Although there is evidence that MSCs can change to certain types of ECs, these stem cells cannot be changed into Epithelial Stem Cells (EpSCs). The difference between EpSCs and ECs is that EpSCs can differentiate into all different EC types such as skin, cornea, lining of the gut, etc. on demand. Whereas ECs have already reached terminal differentiation so these cells cannot be further differentiated into other EC types when needed. Thus, MSCs and EpSCs cannot be replaced by each other.

Through our strategic partner, Cordlife uses CellOptima™, a patented and proven technology to extract stem cells from your baby’s umbilical cord lining. CellOptima™ is an original invention from Singapore. Patent protection of CellOptima™ has been granted by many countries because the technology is novel, first-of-its-kind and useful. All patents granted for CellOptima™ prevents other companies from harvesting stem cells from umbilical cord lining. CellOptima™ is only available to Cordlife clients in the Philippines and most parts of Asia.

Umbilical cord lining will be collected by cutting a segment of your baby’s umbilical cord. Obtaining the umbilical cord is just an extension of your baby’s umbilical cord blood collection. After your baby’s cord blood has been collected, your OB-Gyn will clamp and cut a segment of the umbilical cord. This cord will be stored in a sterile container provided in your Umbilical Cord Collection Kit. This process is entirely safe and painless for both mother and child.

After collection, your baby’s umbilical cord will be sent to Cordlife’s facility in the Philippines for processing and cryopreservation. Prior to processing, the identity of the umbilical cord collected is verified by our trained medical technologist to ensure that there is no sample mix up. All subsequent steps are performed within a biohazard safety cabinet to eliminate the risk of contamination. Next, the umbilical cord is further processed by removing all the other components, leaving only the umbilical cord lining. The cord lining is then cleaned with wash buffer solution and segmented into small pieces. The decontaminated segments are then transferred into multiple cryovials added with cryoprotectant solution to safeguard the viability of the segments during cryopreservation. Every client will have a total of 4 units of 3.6ml cryovials and 2 units of 1.8ml cryovials. The smaller cryovials are used mainly for testing purposes. By storing the segments in multiple cryovials, you have the option to withdraw one cryovial at a time without affecting the viability of segments in other cryovials.

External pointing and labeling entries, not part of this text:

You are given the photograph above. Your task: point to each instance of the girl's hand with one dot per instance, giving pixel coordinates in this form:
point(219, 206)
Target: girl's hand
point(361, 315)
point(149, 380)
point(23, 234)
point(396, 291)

Once the cryoprotectant solution has been added to each cryovial, the segments are frozen gradually in a controlled-rate freezer, where the temperature is lowered by 1-2oC per minute to preserve the viability of the segments. After the controlled-rate freezing process, the cryovials will then be transferred to a MVE vapour-phase liquid nitrogen storage system for long-term cryopreservation at approximately -190oC. This system is used and trusted by many cord blood banks in the world for decades. If you choose to extract stem cells now from your baby’s umbilical cord lining for long-term storage, the cells will be harvested from post-thawed umbilical cord lining using CellOptima™ and then finally stored long-term until the need for a treatment arises.